There are great schools in the Bay Area that provide quality education according to our definition, especially in the city of Oakland and surrounding areas. However, these schools are mostly charter schools, and they are far and few in between. Most district schools have not arrived at a point of sufficient discomfort with their curriculum so as to recreate their culture and classroom lessons. Most district schools continue to have an overall low literacy performance, and the arts have been overshadowed by the burgeoning focus on STEM.
My wife and I wish we could have the opportunity to consider schools for our daughter in both the charter networks and the district levels, but we simply do not have that option. We are forced to look to charters in order to meet our daughter’s strengths because our district schools simply do not meet our definition for a quality education. There is a level of subjectivity to my claim–quality education for my daughter might look different than that for a student whose strengths lie in the field of STEM. The underlying reality is that quality education should be offered to every student, regardless of their individual strengths. All schools should strive to meet quality standards for all students, at all levels.
After almost two decades, most of UNICEF’s definition has not been fully met by our education system. We see a school, here and there, moving towards creating a self-image that truly reflects the community they teach, but our education system fails in its overall attempts.

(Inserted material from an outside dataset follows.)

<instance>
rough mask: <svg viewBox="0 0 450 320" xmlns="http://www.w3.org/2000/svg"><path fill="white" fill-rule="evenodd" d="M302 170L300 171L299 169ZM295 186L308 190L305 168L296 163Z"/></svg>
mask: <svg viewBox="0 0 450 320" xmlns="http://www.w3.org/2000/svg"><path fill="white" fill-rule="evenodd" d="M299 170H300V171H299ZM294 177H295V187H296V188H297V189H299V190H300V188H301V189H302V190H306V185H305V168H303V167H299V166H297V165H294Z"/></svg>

My wife and I want to see both charter schools and district schools create “relevant curricula” that tackles current social issues such as systemic racism, economic disparities, health concerns, and discrimination based on age and gender. We also want to see “child-centered teaching approaches” that inspire my daughter to further her current strengths, rather than conforming to our ever changing, tech-based economy in order to survive in this country. We can all see these changes if we speak up, and let our educators know that we demand quality education at all levels, at all times.